Single-Layer Connectionist Models

The Perceptron

In 1958 Frank Rosenblatt presented the perceptron algorithm, which was designed to be implemented in hardware, and hailed as the begin of a new aera of intelligent machines. Sadly, it soon turned out that the approach was severly limited in the type of problems it can learn. However, it provided the foundations for the later developments in neural net models, and it still serves as an excellent example of a simple connectionist approach.

Decision Rule

The preceptron uses a weight vector ${\bf w}$ and threshold $b$ to make a 0/1 decision on a numeric input vector ${\bf x}$.

This can be interpreted as whether or not an observation belongs to a certain class. The output $o$ is computed as

$$ o = \begin{cases} 1, & \text{if}\ \sum x_i w_i > b \\ 0, & \text{otherwise} \end{cases} $$

Learning Rule

The perceptron starts with random weights. It uses supervised learning to update the weights after each observation according to a simple rule:

$$ {\bf w} \leftarrow {\bf w} + l (y - o) {\bf x} $$

where $y$ is the correct class of observation ${\bf x}$.

The observations are presented and the learning rule is applied until

  • all errors $(y-o)$ are zero, meaning that are no more updates, or
  • a given number of steps has been reached.

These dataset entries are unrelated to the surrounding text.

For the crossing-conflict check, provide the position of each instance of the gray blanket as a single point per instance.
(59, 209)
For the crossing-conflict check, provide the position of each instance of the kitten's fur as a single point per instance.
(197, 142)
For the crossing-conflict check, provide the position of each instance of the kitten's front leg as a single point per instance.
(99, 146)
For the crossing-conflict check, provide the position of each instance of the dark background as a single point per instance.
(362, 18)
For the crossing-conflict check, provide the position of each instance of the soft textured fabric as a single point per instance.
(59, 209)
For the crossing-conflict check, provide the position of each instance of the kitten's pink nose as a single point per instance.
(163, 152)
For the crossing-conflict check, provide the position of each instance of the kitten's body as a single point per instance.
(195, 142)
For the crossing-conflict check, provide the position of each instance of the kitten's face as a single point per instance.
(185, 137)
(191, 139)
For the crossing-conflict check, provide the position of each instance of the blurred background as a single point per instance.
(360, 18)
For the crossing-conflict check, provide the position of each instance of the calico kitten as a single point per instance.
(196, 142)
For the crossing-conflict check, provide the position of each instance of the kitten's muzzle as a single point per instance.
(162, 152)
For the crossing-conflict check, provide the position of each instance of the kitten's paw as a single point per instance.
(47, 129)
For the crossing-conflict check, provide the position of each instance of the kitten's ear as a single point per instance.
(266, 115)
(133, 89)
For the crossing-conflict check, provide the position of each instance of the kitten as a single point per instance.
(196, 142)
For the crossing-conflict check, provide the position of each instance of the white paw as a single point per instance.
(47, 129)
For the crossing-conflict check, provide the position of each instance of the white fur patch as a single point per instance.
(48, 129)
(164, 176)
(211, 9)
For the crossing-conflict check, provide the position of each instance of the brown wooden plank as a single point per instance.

Given a suitable choice of

  • matrix ${\bf X}$ with one observation per row
  • vector ${\bf y}$ of correct classes
  • a very small learning rate $l$
  • a threshold $b$ e.g. $b = 0.5$ the perceptron weights will converge to a steady state if the problem is linearly separable; this is best shown in an example.

The Iris dataset

The implementation of the perceptron algorithm is straight-forward.

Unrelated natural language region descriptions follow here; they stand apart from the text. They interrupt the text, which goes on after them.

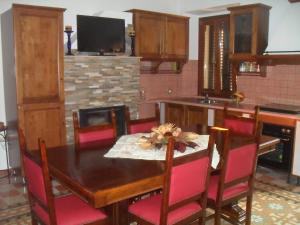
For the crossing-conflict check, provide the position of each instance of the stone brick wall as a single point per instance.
(100, 81)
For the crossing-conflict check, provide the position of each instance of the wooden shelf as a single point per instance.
(293, 59)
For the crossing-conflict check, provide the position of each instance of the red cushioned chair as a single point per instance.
(235, 180)
(141, 125)
(104, 133)
(241, 126)
(47, 209)
(183, 198)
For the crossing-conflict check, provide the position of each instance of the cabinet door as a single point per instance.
(176, 40)
(148, 40)
(45, 121)
(195, 115)
(249, 26)
(243, 25)
(175, 114)
(38, 53)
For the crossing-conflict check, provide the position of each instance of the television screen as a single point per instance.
(100, 34)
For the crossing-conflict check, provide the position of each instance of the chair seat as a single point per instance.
(149, 210)
(71, 210)
(228, 192)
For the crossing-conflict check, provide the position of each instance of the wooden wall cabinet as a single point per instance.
(38, 36)
(185, 115)
(249, 28)
(161, 37)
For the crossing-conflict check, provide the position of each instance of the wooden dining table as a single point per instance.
(110, 182)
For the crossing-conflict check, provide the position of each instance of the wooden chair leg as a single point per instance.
(218, 216)
(33, 220)
(202, 218)
(248, 210)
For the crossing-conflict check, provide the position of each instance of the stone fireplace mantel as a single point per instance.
(100, 81)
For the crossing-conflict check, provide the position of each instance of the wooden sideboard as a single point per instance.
(38, 45)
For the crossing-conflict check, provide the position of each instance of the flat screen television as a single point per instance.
(100, 34)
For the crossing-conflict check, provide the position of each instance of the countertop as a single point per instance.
(241, 107)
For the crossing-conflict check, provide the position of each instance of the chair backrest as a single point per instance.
(38, 182)
(237, 165)
(186, 179)
(239, 125)
(141, 125)
(105, 133)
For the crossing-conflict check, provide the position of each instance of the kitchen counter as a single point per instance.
(270, 117)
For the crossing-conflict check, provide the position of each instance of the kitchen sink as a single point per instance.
(208, 101)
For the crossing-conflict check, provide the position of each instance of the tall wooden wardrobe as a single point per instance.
(38, 44)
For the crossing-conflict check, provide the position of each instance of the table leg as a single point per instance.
(118, 213)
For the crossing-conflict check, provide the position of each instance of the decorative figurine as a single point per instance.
(131, 34)
(68, 31)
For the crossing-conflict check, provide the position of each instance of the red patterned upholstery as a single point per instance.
(228, 192)
(184, 193)
(96, 135)
(240, 126)
(70, 210)
(35, 179)
(235, 178)
(149, 210)
(142, 127)
(188, 180)
(45, 208)
(240, 162)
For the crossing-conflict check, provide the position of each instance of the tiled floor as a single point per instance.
(13, 196)
(14, 193)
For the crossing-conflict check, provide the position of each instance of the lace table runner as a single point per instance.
(127, 147)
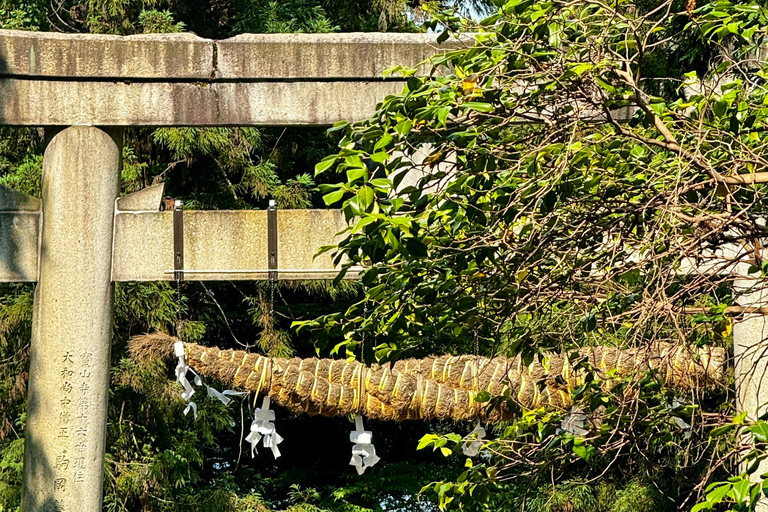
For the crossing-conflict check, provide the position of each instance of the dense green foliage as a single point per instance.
(158, 459)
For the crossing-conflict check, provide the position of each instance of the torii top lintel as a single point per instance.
(49, 79)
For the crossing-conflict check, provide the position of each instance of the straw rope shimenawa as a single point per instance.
(434, 387)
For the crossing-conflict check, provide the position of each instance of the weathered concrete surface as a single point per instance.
(174, 57)
(224, 241)
(19, 233)
(159, 56)
(325, 56)
(11, 200)
(146, 199)
(57, 103)
(72, 325)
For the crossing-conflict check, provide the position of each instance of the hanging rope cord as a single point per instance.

We will use the Iris dataset:

https://archive.ics.uci.edu/ml/machine-learning-databases/iris/iris.data

Put this file into the current directory of the notebook. On a notebook server you have to first download the file to your computer, and then upload it to the server (using the Upload button on the directory tab in the browser -- the one you see when you connect to the notebook server).

In [67]:
import numpy as np

data = np.genfromtxt('iris.data', delimiter=',', usecols=(0,1,2,3))
print(data[:5,])
print(data.shape)
[[5.1 3.5 1.4 0.2]
 [4.9 3.  1.4 0.2]
 [4.7 3.2 1.3 0.2]
 [4.6 3.1 1.5 0.2]
 [5.  3.6 1.4 0.2]]
(150, 4)

We construct the X and y vectors using our knowledge of the data file:

  • the observations come in groups of 50
  • we only use the first two classes
  • in the vector y we encode the first class as 0 and the second class as 1
In [68]:
X = data[:100,]
y = np.zeros(100)
y[50:] = 1

The first two classes are linearly separable.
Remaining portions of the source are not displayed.